Buying a leading low-code development platform is a great first step to becoming more efficient and cost-effective as you modernize and simplify your application portfolio. In fact, building solutions via a model-driven approach with low-code can accelerate, on average, IT’s time-to-deployment by 60% compared to traditional development practices. That fantastic speed and the resultant savings should grab the attention of any strategically-minded IT Leader. And it largely has, given that low-code is one of the fastest-growing industries in software.
But that’s just the first big step.
There is another level of achievement that leading organizations are gaining with today’s enterprise-grade low-code platforms. And it’s a big step that many enterprises struggle with taking.
The next big step has to do with whom and how you expand these practices to the wider organization and reduce the amount of duplicate work. This requires rethinking how your organization operates and collaborates, shifting to a focus on multidisciplinary digital business teams who focus on delivering products rather than projects. Gartner classifies this concept as Fusion Teams.
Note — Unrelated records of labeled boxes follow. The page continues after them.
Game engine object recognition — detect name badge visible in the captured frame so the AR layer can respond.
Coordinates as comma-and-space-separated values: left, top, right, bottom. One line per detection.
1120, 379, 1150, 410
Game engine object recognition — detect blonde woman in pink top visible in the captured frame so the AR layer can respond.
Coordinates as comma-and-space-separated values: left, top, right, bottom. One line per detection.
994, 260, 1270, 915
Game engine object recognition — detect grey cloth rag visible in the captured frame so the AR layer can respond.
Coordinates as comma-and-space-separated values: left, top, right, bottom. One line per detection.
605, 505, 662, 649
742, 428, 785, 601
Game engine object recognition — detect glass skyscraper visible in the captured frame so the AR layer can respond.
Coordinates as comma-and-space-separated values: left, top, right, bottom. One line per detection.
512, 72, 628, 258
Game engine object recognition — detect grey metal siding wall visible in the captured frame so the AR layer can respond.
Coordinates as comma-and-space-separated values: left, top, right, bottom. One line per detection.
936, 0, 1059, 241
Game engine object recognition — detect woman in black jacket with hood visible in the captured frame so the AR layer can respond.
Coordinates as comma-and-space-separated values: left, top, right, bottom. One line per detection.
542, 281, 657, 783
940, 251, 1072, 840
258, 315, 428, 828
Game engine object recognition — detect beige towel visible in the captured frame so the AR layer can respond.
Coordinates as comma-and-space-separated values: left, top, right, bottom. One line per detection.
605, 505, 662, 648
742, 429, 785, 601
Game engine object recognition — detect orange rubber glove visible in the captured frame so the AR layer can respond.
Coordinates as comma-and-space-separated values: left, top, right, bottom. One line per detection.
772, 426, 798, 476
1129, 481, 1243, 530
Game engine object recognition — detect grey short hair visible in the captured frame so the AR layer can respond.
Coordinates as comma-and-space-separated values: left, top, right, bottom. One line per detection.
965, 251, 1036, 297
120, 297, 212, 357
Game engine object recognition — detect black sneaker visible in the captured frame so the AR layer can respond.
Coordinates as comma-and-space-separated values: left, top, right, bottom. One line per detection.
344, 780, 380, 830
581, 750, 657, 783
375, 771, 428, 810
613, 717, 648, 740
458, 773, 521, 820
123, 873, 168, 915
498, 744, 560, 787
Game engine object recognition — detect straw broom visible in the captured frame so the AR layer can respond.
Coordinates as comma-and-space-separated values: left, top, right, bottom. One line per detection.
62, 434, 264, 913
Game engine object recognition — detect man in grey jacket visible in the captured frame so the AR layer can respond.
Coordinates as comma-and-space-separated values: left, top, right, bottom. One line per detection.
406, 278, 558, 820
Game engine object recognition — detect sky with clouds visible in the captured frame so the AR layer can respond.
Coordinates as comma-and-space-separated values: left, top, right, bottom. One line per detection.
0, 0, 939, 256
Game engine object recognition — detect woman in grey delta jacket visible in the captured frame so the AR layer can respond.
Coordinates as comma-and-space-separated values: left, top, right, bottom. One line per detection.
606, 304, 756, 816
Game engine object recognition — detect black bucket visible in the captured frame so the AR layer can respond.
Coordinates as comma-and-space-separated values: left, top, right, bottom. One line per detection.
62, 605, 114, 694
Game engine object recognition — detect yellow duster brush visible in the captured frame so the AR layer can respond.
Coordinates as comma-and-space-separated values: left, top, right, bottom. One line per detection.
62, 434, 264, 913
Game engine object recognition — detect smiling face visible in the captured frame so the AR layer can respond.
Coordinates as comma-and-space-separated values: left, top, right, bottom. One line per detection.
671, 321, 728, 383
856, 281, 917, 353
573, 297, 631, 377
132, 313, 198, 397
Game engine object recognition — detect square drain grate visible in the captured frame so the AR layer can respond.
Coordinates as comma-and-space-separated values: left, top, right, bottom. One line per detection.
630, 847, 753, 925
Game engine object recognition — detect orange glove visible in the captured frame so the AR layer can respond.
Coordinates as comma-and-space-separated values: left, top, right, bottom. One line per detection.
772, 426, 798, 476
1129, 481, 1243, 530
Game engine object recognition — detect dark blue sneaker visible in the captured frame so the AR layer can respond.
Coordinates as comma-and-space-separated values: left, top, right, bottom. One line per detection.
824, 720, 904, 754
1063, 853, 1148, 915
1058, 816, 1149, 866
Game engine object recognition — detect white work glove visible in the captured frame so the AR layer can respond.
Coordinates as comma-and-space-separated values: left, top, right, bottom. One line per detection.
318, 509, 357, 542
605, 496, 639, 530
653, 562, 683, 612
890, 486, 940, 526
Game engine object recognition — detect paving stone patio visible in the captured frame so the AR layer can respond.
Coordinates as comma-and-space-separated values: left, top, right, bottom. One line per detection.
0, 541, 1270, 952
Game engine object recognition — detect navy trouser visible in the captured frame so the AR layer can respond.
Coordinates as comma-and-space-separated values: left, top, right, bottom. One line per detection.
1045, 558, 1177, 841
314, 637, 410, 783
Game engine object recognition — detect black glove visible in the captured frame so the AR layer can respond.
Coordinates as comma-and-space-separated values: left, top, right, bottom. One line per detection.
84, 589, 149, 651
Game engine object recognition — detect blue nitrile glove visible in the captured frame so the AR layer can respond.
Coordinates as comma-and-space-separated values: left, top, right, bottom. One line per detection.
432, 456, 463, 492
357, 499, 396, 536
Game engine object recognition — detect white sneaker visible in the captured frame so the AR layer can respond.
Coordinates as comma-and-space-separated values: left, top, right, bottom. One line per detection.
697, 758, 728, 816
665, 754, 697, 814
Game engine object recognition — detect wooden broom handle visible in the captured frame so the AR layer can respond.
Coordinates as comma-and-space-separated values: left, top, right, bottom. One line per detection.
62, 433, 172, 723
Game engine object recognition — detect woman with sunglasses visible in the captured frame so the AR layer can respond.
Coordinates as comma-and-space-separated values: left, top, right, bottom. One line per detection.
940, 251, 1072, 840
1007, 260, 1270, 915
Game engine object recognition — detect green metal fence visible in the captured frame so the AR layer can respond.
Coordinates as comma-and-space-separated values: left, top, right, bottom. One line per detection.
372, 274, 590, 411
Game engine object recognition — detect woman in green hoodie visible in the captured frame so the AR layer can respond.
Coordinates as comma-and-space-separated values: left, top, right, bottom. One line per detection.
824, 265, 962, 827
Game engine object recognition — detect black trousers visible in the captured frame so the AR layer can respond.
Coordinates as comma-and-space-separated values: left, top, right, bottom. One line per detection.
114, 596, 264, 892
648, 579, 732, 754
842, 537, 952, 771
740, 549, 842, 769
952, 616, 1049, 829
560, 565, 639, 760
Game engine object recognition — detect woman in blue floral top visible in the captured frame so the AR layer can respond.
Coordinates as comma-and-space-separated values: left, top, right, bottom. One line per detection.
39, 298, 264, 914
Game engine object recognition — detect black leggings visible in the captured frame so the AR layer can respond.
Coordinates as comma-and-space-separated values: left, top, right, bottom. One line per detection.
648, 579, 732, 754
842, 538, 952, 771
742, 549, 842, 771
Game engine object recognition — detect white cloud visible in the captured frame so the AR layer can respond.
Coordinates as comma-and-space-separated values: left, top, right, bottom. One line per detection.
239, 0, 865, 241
This concept has been around for a while and Gartner believes that low-code has a huge role in enabling these teams’ success.
In fact, Gartner goes as far as to make the ability to deliver composable applications through Fusion Teams as one of the five critical capabilities by which they measure low-code vendors in the 2020 Magic Quadrant for Enterprise Low-Code Application Platforms.
What Are Fusion Teams?
Through its visual nature, accessibility, and proclivity toward collaboration, low-code development allows for non-technical/IT developers to now meaningfully participate in the development process. This has been a real pain point for enterprise IT organizations. In recent decades, business stakeholders are often going around IT to purchase an off-the-shelf solution or build their own solution using Excel or Access. There are multiple reasons that they may do this. Perhaps IT is bogged down in a sea of requests. Perhaps turnaround times that IT provides don’t match the needs of the business. Sometimes it’s as simple as the business stakeholder not even knowing they need to involve IT. No matter the reason, the results are a proliferation of Shadow IT creeping, growing, and presenting a threat of security risks and data loss or vulnerabilities.
When you look beyond the risks they present, though, what these enterprising business stakeholders also offer is opportunity and customer and market knowledge. Being able to incorporate these non-core-IT people (also known as citizen developers) is huge for organizations looking to address that always-growing backlog and create needed solutions that produce business value while mitigating the risks that Shadow IT carries. Combining the expertise of professional developers and domain knowledge of business stakeholders into teams with shared goals is what Gartner calls Fusion Teams.
In the Critical Capabilities for Enterprise Low-Code Application Platforms report, the analyst firm defines the Fusion Team Composable Application Use Case as “assembled application experiences from a portfolio of multi-sourced building blocks. These are custom application experiences for specific end-user roles and individuals. Building blocks may include packaged business capabilities, SaaS, API products in marketplaces, existing data sources, event channels, cloud services, and custom local services. These are custom application experiences for specific end-user roles and individuals.”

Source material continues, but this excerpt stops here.